Admitting we our powerless over food opens the door to an amazing newfound power. For the first time in our lives, we recognized, acknowledged and accepted the truth about ourselves. We are compulsive overeaters. We do have an incurable disease. As long as we refuse to recognize that we have this debilitating and ultimately fatal disease, we are not motivated to get the daily treatment for it which brings about our recovery. Denial of the truth leads to destruction. An honest admission to ourselves of the reality of our condition can save us from our destructive eating.

As long as we believe that we already know what is best for us, we cling to our habitual ways of thinking. Yet these ways of thinking and acting got us into the unhealthy, unhappy condition we were in when we came to OA.

In Step One, we acknowledge this truth about ourselves: our current methods of managing have not been successful, and we need to find a new approach to life. Having acknowledged this truth, we are free to change and to learn.

Once we become teachable, we can give up old thought and behavior patterns which have failed us in the past, beginning with our attempts to control our eating and our weight. We can't handle life through self-will alone. We grasp this knowledge intellectually and then finally we come to believe it in our hearts. When this happens, we have taken the first step and are ready to move ahead in our program of recovery.

*~~taken from The Twelve Steps and Twelve Traditions of Overeaters Anonymous

I'm ready to move on. I've taken the first step.


Monday, November 24, 2008

Step 1 and 2 of the 12 Steps


I'm into the 12 Steps for the first time. I read 2 of them already. I keep contemplating whether I should join OA and still can't make up my mind. I have reservations, maybe I'm just afraid to make another committment then another mistake and be a failure.



  • Step 1 - Admit we're powerless over food and our lives are unmanageable.


  • Step 2 - There's a Power greater than ourselves who could restore us to sanity.

It's a spiritual program more than it's religious. Our acceptance at meetings leads to love, a power that stays with us as we leave the meetings. This shared love was a Power greater than ourselves and it could lead to sanity.


We choose a sponsor - someone we feel a kinship with or in whom we see recovery.
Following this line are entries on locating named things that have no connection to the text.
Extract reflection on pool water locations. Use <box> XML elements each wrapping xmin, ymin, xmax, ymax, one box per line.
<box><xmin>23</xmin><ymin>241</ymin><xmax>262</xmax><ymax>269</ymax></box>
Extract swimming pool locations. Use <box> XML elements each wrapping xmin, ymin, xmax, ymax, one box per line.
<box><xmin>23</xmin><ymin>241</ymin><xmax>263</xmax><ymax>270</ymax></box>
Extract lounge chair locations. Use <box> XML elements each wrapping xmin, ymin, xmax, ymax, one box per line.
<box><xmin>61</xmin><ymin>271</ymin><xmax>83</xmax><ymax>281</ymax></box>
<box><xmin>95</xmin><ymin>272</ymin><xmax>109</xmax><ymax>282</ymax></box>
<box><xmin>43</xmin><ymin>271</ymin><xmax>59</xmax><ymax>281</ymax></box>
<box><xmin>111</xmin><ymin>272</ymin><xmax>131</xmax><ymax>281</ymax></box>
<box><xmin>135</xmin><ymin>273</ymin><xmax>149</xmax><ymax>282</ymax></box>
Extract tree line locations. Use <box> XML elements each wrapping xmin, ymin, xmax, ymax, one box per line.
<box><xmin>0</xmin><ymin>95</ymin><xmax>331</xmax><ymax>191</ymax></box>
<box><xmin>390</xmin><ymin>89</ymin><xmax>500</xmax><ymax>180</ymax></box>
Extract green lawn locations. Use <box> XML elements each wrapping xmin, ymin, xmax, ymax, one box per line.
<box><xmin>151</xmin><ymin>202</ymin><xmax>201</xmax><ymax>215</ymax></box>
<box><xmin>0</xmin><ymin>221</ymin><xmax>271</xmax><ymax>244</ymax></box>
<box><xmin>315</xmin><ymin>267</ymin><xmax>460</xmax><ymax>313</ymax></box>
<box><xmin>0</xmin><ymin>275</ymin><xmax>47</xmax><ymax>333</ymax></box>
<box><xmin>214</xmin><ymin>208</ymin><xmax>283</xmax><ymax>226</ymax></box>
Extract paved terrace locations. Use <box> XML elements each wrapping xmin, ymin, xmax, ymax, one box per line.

Through our sponosors we see that love in a deeper way. We never have to be alone again. This relationship was a Higher Power in which we could believe.


What do I need from a Higher Power, let me say God? What would I like God to be and do in my life? I know that God loves me already. He will help us in everything we do, every decision we make and even the food choices and amounts. Is that really true? Our prayers haven't been answered because we were really asking God to remove our fat and allow us to go on eating whatever we want whenever we want. We need to learn to ask others for help and let God speak through them.


In OA, God's healing power comes to us through a caring community of other compulsive overeaters. We weren't meant to face this disease alone in isolation. We're meant to open up so we might learn to truly love others.


God couldn't help us with this. This negative concept we have to change if we're to find recovery.


The willingness to act on FAITH is the key to Step 2. We obtain a new faith in ourselves, in others, and in the power of that love and develop a new relationship with God and ready to move forward with recovery.


If I join OA I'll have to make a commitment to stop doing what I'm doing now. Is that what I want? I think so. Where else can I go with my failures? I tried SP, still doing my thing there. Have met lots of wonderful people there and I'm even on an OA team. Something is lacking there but I can't explain what it is. Maybe I do need a sponsor, someone who can help me understand what's going on with me. I know I can't do this alone any more. I want to get on with my life I have so much to do and time won't last forever. I'm not getting any younger.


The last question for today is: Am I going to join OA or not?